Lo último que le dije fue: «Me estoy durmiendo».

Conocí a Dave Goldberg el verano de 1996, cuando me mudé a Los Ángeles y un amigo común nos invitó a cenar y a ver una película. Cuando la pusieron, me dormí casi de inmediato y recosté la cabeza sobre el hombro de Dave. Él solía contar que en aquel momento pensó que era una señal de que me gustaba, hasta que más tarde fue consciente, según el propio Dave decía, de que «Sheryl se podía quedar dormida en cualquier parte y sobre cualquier persona».

Dave se convirtió en mi mejor amigo y en Los Ángeles empecé a sentirme como en casa. Me presentó a gente divertida, me mostró atajos para saltarme los atascos y se preocupó de que siempre tuviera algo que hacer los fines de semana y las vacaciones. Me enseñó a utilizar internet y me hizo descubrir música que nunca había escuchado. Cuando lo dejé con mi novio, se ofreció a consolarme a pesar de que mi ex era un antiguo Navy SEAL que dormía con una pistola cargada bajo la cama.

Dave solía decir que se enamoró de mí a primera vista, pero que tuvo que esperar bastante tiempo hasta que yo «llegara a ser lo bastante lista, dejara en la cuneta a todos aquellos perdedores» y empezara a salir con él. Dave siempre iba varios pasos por delante de mí. Pero, al final, le alcancé. Seis años y medio después de aquella película, planificamos con ciertos nervios un viaje de fin de semana, sabiendo que aquello conduciría nuestra relación en una dirección nueva o arruinaría una gran amistad. Nos casamos un año después.

Dave era mi piedra angular. Si yo me enfadaba, él estaba calmado. Si algo me preocupaba, me decía que todo saldría bien. Si yo no sabía qué hacer, me ayudaba a averiguarlo. Como todos los matrimonios, teníamos altibajos. Pero, aun así, me hizo sentir del todo comprendida, me apoyó sin fisuras y me amó total y completamente. Yo estaba convencida de que iba a pasarme la vida entera con mi cabeza sobre su hombro.

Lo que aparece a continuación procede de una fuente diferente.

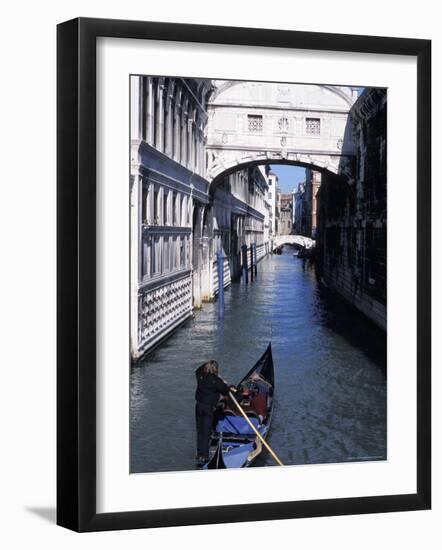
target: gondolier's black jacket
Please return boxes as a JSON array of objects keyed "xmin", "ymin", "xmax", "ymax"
[{"xmin": 195, "ymin": 365, "xmax": 230, "ymax": 407}]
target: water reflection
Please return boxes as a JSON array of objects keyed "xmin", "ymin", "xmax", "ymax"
[{"xmin": 130, "ymin": 249, "xmax": 386, "ymax": 472}]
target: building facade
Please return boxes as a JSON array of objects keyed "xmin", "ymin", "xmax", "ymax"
[
  {"xmin": 130, "ymin": 76, "xmax": 270, "ymax": 359},
  {"xmin": 278, "ymin": 193, "xmax": 293, "ymax": 235},
  {"xmin": 317, "ymin": 88, "xmax": 387, "ymax": 329},
  {"xmin": 268, "ymin": 170, "xmax": 279, "ymax": 237}
]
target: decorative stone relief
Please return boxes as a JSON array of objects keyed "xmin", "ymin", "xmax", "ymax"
[{"xmin": 138, "ymin": 276, "xmax": 192, "ymax": 346}]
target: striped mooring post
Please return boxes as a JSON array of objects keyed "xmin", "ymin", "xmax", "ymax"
[
  {"xmin": 216, "ymin": 251, "xmax": 224, "ymax": 319},
  {"xmin": 253, "ymin": 243, "xmax": 258, "ymax": 279},
  {"xmin": 241, "ymin": 244, "xmax": 249, "ymax": 285},
  {"xmin": 250, "ymin": 244, "xmax": 255, "ymax": 283}
]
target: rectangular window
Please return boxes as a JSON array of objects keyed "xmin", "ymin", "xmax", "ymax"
[
  {"xmin": 152, "ymin": 237, "xmax": 161, "ymax": 274},
  {"xmin": 305, "ymin": 118, "xmax": 321, "ymax": 136},
  {"xmin": 163, "ymin": 237, "xmax": 170, "ymax": 273},
  {"xmin": 153, "ymin": 189, "xmax": 160, "ymax": 225},
  {"xmin": 247, "ymin": 115, "xmax": 263, "ymax": 133},
  {"xmin": 163, "ymin": 191, "xmax": 169, "ymax": 225}
]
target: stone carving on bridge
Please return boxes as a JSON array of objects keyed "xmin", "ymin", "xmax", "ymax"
[
  {"xmin": 207, "ymin": 81, "xmax": 356, "ymax": 179},
  {"xmin": 278, "ymin": 116, "xmax": 289, "ymax": 133}
]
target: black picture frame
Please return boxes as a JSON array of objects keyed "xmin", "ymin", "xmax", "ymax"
[{"xmin": 57, "ymin": 18, "xmax": 431, "ymax": 531}]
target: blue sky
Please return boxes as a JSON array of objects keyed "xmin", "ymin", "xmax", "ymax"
[{"xmin": 270, "ymin": 164, "xmax": 305, "ymax": 193}]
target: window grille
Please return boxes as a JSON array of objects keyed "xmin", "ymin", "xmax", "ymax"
[
  {"xmin": 247, "ymin": 115, "xmax": 263, "ymax": 133},
  {"xmin": 305, "ymin": 118, "xmax": 321, "ymax": 136}
]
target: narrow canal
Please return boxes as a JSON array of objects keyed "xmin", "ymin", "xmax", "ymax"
[{"xmin": 130, "ymin": 247, "xmax": 386, "ymax": 472}]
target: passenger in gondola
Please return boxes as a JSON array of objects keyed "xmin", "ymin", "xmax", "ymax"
[{"xmin": 195, "ymin": 361, "xmax": 236, "ymax": 464}]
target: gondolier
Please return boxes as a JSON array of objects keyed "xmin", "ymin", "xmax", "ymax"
[{"xmin": 195, "ymin": 361, "xmax": 236, "ymax": 464}]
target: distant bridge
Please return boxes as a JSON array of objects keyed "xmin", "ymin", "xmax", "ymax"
[{"xmin": 273, "ymin": 235, "xmax": 315, "ymax": 249}]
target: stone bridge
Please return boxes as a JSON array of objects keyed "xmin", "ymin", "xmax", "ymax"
[
  {"xmin": 206, "ymin": 80, "xmax": 357, "ymax": 181},
  {"xmin": 273, "ymin": 235, "xmax": 315, "ymax": 249}
]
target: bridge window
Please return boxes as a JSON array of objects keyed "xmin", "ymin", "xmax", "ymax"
[
  {"xmin": 247, "ymin": 115, "xmax": 263, "ymax": 132},
  {"xmin": 305, "ymin": 118, "xmax": 321, "ymax": 136}
]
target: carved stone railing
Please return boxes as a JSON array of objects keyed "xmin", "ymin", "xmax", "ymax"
[{"xmin": 138, "ymin": 271, "xmax": 192, "ymax": 353}]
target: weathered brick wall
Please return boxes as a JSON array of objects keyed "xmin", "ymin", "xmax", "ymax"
[{"xmin": 317, "ymin": 89, "xmax": 387, "ymax": 328}]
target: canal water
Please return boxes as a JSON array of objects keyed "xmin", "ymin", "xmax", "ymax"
[{"xmin": 130, "ymin": 247, "xmax": 387, "ymax": 473}]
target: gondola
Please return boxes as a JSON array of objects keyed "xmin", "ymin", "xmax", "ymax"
[{"xmin": 203, "ymin": 344, "xmax": 275, "ymax": 470}]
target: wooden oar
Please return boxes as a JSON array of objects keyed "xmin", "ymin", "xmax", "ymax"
[{"xmin": 229, "ymin": 391, "xmax": 284, "ymax": 466}]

Once años después de nuestra boda, fuimos a México para celebrar los cincuenta años de nuestro amigo Phil Deutch. Mis padres se quedaron en California cuidando de nuestros hijos. A Dave y a mí nos hacía mucha ilusión pasar un fin de semana sin niños. El viernes por la tarde nos pusimos a jugar al borde de la piscina a Los colonos de Catán con los iPads. La novedad era que yo estaba ganando, aunque se me estuvieran cerrando los ojos. Cuando me di cuenta de que el cansancio me iba a impedir lograr la victoria, reconocí: «Me estoy durmiendo». Abandoné la partida y me acurruqué para dormir. A las 15.41 alguien sacó una foto de Dave sosteniendo el iPad, sentado junto a su hermano Rob y Phil. Yo estaba dormida en un colchón delante de ellos. Dave sonreía.

Al despertar, más de una hora después, Dave ya no estaba sentado en aquella silla. Me bañé con nuestros amigos suponiendo que Dave estaría en el gimnasio, como me había dicho. Al volver a nuestra habitación para darme una ducha, no encontré a Dave, lo cual me sorprendió, pero no me preocupó. Me vestí para cenar, miré los correos y llamé a los niños. Mi hijo estaba triste porque se había saltado las normas del parque, había escalado una valla y se había roto las zapatillas. Se desahogó con el llanto. Le dije que valoraba su sinceridad y que papá y yo discutiríamos qué tendría que hacer para que le compráramos unas nuevas. Puesto que esta incertidumbre le inquietaba, me presionó para que le diera una respuesta. Le expliqué que era el tipo de decisión que papá y yo debíamos tomar juntos, así que la pospuse para el día siguiente.

Salí de la habitación y bajé a la planta principal. Ni rastro de Dave. Me fui a la playa para unirme al resto del grupo. Al ver que tampoco estaba allí, me inundó una ola de pánico. Estaba pasando algo. Con un grito, les dije a Rob y a su mujer Leslye: «¡Dave no está aquí!». Leslye se quedó un momento callada y luego respondió: «¿Dónde está el gimnasio?». Señalé unas escaleras que no se encontraban muy lejos y ambas empezamos a correr. Todavía siento la opresión de aquellas palabras en el pecho y en la respiración. Nunca nadie repetirá «¿Dónde está el gimnasio?» sin que se me acelere el corazón.

Encontramos a Dave en el suelo, al lado de la bicicleta elíptica, con el rostro ligeramente azulado y vuelto hacia la izquierda, y un pequeño charco de sangre bajo la cabeza. Todos gritamos. Comencé a aplicarle la reanimación cardiopulmonar. Rob me relevó. Y luego un médico relevó a Rob.

El trayecto en ambulancia duró los treinta minutos más largos de mi vida. Dave se hallaba en la parte de atrás, estirado sobre la camilla. El médico trataba de que volviera en sí. Yo estaba en el asiento delantero, donde me habían ordenado quedarme, llorando y rogándole al médico que me dijera que Dave seguía vivo. No me podía creer lo lejos que estaba el hospital y los pocos coches que se apartaban de nuestro camino. Por fin llegamos y se lo llevaron más allá de una gruesa puerta de madera que no me permitieron franquear. Me senté en el suelo con Marne Levine, la mujer de Phil y una de mis mejores amigas, que no dejaba de abrazarme.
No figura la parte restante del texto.